Large language models are built on scale. The bigger they are, the better they perform. The appetite for letters of these omnivorous readers is insatiable, so their literary diet must grow steadily if AI is to live up to its promise. If Samuel Johnson, in one of his famous Ramblers of 1751, grumbled about the growing number of what he called “the drudges of the pen, the manufacturers of literature, who have set up for authors”, who knows what he would be saying about these large language drudges? We can speculate as much as we like, but one thing is certain: they, too, are hungry not just for any data, but especially for well-crafted data, high-quality texts. It is little wonder that Common Crawl, a digital archive containing some 50bn web pages, and Books3, a digital library of thousands of books, have become widely used in AI research. The problem is that high-quality texts have always been in short supply, not just in the age of Johnson, and this is a bottleneck that has sparked a lot of concern in the AI industry. Epoch AI, a research firm, estimates that the total effective stock of human-generated textual data is in the order of 300 trillion tokens, and if AI models with 5e28 floating-point operations continue to be trained “compute-optimally”, the available data stock will be exhausted in 2028. This is known in the industry as “data wall” (see here and here).
But what will happen when we hit the data wall? Well, there is no definitive answer to that and, again, speculation abounds. One possibility is that, as we race towards the wall, high-quality texts will become ever more valuable to starving LLMs. This could give a whole new momentum to the copyright policy proposal to refine the opt-out vocabulary of possible uses of copyrighted material, thus providing authors with opt-out options that are more granular, e.g. providing licencing options, than the binary approach of either opting out of all text-and-data mining (TDM) or declaring no opt-out at all (see here).
Another avenue to explore could be the use of synthetic data as grist for the AI mill, i.e. using curated and high-quality synthetic data as training material. This alternative has some advantages. Real data is hard to come by and expensive to label; using synthetic data instead is not only cheaper but also promises to sidestep the thorny issues of privacy and copyright infringement (see Lee 2024).
But there are also important drawbacks to consider. The biggest concern with synthetic data is quality. Producing high-quality synthetic data is not as easy as it sounds on paper. In information theory there is a principle called “data processing inequality”, which roughly means that any data processing can only reduce the amount of information available, not add to it. Put simply, as new synthetic data comes in, a better version of it comes out (see Savage 2023). Even synthetic data that comes with privacy guarantees is necessarily a distorted version of the real data. So any modelling or inference performed on these artificial sets carries inherent risks (see Jordon et al. 2022). Another potential problem is that once synthetic data becomes the only game in town, its owners will be keen to claim copyright on it – or other forms of property – and litigate against other players in the AI business to protect their product. This would undermine the most promising aspect of synthetic data: its potential to redress the market imbalances in data access and democratise AI research. Moreover, the use of synthetic data in training sets may avoid copyright infringement, but only so long as the production of the synthetic data itself has not infringed any copyright. If it has, then training machine learning systems on that infringing data “may not resolve issues of copyright infringement so much as shift them earlier in the supply chain” (see Lee 2024). After all, every piece of synthetic data has a human fingerprint at its core.

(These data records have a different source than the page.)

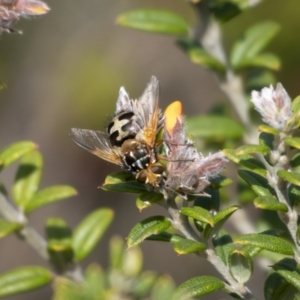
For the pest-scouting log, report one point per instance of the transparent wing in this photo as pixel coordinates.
(147, 109)
(97, 143)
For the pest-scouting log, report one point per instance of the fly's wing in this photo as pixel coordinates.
(146, 108)
(97, 143)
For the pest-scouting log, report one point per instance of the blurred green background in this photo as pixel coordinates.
(66, 70)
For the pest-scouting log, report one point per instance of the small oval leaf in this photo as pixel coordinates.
(49, 195)
(90, 231)
(27, 178)
(198, 286)
(15, 151)
(154, 20)
(185, 246)
(23, 279)
(147, 199)
(7, 227)
(214, 127)
(240, 266)
(270, 203)
(266, 242)
(147, 227)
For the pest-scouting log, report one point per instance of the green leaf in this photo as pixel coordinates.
(265, 60)
(147, 227)
(154, 20)
(15, 151)
(198, 286)
(199, 56)
(116, 252)
(50, 195)
(223, 244)
(266, 242)
(23, 279)
(163, 288)
(198, 213)
(240, 266)
(223, 215)
(214, 127)
(28, 178)
(270, 203)
(59, 243)
(293, 142)
(254, 40)
(90, 231)
(257, 183)
(291, 177)
(188, 246)
(249, 149)
(7, 227)
(147, 199)
(123, 182)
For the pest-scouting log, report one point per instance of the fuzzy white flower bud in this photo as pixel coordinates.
(274, 105)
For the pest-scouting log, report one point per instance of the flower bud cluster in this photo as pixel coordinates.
(12, 10)
(274, 105)
(187, 171)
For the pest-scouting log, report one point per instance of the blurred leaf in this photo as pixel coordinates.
(223, 244)
(133, 262)
(214, 127)
(186, 246)
(14, 152)
(49, 195)
(147, 227)
(27, 178)
(265, 60)
(154, 20)
(123, 182)
(65, 289)
(7, 227)
(249, 149)
(270, 203)
(254, 40)
(225, 10)
(198, 213)
(198, 286)
(199, 56)
(257, 183)
(240, 266)
(165, 237)
(147, 199)
(293, 142)
(277, 288)
(116, 252)
(266, 242)
(90, 231)
(23, 279)
(292, 277)
(95, 283)
(268, 129)
(163, 288)
(295, 161)
(291, 177)
(219, 182)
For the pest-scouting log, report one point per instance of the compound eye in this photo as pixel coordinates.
(157, 169)
(141, 176)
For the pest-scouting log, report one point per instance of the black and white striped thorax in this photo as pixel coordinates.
(122, 127)
(139, 157)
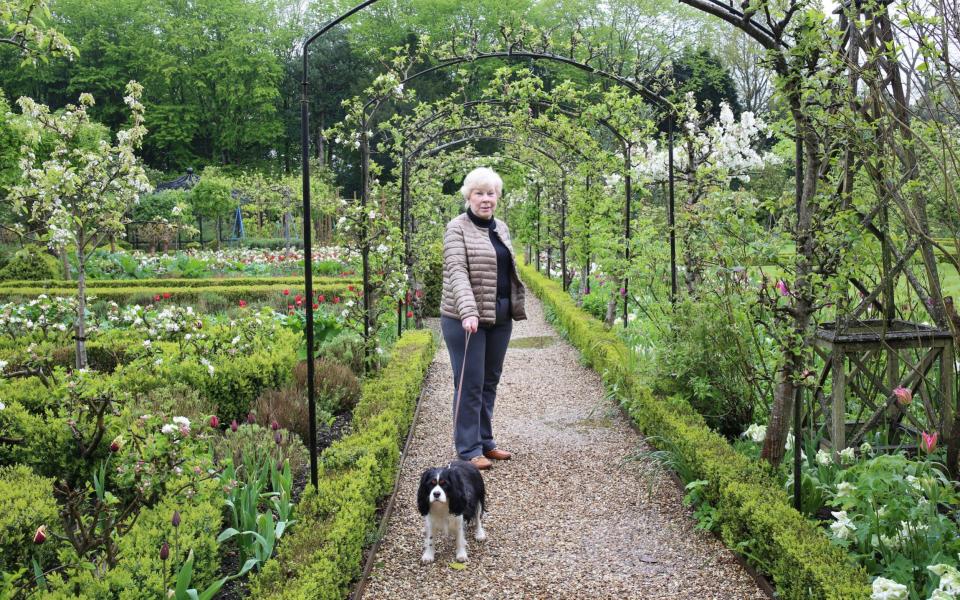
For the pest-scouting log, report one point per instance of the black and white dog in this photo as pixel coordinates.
(450, 497)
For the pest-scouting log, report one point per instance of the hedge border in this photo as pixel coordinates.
(175, 282)
(754, 513)
(230, 292)
(323, 555)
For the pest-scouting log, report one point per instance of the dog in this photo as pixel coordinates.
(451, 496)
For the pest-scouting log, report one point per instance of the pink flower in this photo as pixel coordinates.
(904, 395)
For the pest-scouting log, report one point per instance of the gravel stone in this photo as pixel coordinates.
(569, 516)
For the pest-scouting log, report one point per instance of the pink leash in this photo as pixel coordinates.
(456, 406)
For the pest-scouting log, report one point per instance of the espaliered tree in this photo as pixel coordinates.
(80, 195)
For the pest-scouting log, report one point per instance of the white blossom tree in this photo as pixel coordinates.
(80, 194)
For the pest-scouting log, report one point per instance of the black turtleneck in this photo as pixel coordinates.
(504, 260)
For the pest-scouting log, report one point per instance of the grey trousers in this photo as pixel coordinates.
(473, 430)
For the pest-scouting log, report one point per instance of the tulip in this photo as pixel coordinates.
(904, 395)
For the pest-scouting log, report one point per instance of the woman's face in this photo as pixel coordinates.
(483, 202)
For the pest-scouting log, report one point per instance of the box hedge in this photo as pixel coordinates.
(754, 513)
(323, 555)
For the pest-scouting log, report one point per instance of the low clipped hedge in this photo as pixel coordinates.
(323, 554)
(754, 513)
(144, 294)
(294, 281)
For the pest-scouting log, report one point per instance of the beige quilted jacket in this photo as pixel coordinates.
(470, 273)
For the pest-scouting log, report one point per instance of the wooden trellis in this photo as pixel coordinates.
(868, 360)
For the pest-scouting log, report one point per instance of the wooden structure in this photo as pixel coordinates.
(867, 360)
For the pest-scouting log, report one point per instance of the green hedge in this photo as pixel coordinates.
(292, 282)
(324, 552)
(142, 294)
(754, 513)
(26, 502)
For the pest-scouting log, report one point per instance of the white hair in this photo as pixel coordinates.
(481, 178)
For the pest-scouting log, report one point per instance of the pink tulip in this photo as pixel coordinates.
(904, 395)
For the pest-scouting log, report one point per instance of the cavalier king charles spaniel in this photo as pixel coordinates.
(449, 497)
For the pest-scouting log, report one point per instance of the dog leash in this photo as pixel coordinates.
(456, 406)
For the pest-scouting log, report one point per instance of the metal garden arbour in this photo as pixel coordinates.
(365, 155)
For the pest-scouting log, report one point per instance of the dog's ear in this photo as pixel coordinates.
(423, 492)
(456, 492)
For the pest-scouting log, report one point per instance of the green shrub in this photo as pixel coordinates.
(753, 512)
(324, 552)
(26, 503)
(30, 263)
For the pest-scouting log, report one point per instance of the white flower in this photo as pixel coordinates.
(949, 579)
(848, 456)
(843, 526)
(887, 589)
(823, 458)
(756, 432)
(844, 488)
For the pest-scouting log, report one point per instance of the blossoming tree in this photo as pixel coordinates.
(80, 195)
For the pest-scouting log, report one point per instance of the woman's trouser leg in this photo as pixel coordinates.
(498, 338)
(466, 431)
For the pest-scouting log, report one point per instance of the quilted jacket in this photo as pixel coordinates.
(470, 273)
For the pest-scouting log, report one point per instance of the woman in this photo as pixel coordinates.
(482, 295)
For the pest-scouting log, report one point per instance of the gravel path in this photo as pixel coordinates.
(568, 516)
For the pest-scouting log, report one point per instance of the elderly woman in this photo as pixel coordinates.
(482, 296)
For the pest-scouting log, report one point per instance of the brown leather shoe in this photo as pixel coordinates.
(498, 454)
(481, 463)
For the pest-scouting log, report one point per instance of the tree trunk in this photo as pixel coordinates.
(81, 330)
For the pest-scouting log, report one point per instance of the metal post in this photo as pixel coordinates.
(308, 271)
(628, 184)
(797, 434)
(563, 232)
(671, 223)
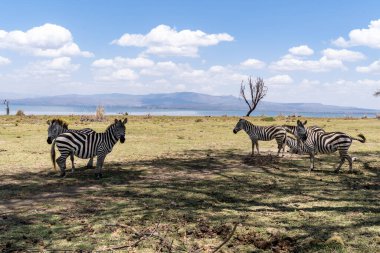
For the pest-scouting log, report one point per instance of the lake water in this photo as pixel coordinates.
(90, 110)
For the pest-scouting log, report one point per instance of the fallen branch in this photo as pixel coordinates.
(143, 236)
(227, 239)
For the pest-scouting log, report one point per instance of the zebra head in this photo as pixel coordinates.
(301, 132)
(239, 126)
(56, 127)
(119, 129)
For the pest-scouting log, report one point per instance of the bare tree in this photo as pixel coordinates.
(257, 90)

Which leads us to a final point of a rather philosophical nature: reliance on synthetic data will only hasten the transition to a post-human order of creativity, potentially shattering the core notions of originality and authorship that we have cherished since Romanticism and that remain deeply inscribed in the Promethean DNA of modernity. At the risk of betraying an unintentional cultural pessimism, it might be worth considering whether the human prerogative of supreme creativity is something we would be willing to negotiate or sacrifice on the altar of technological progress. If LLMs are stochastic parrots (see Bender, Gebru et al., 2021), wouldn’t relying on synthetic data amount to an eternal repetition of all things created by humans? Wouldn’t we just be replicating the past or, as I once heard a neuroscientist say, producing a “future full of past and barren of future”?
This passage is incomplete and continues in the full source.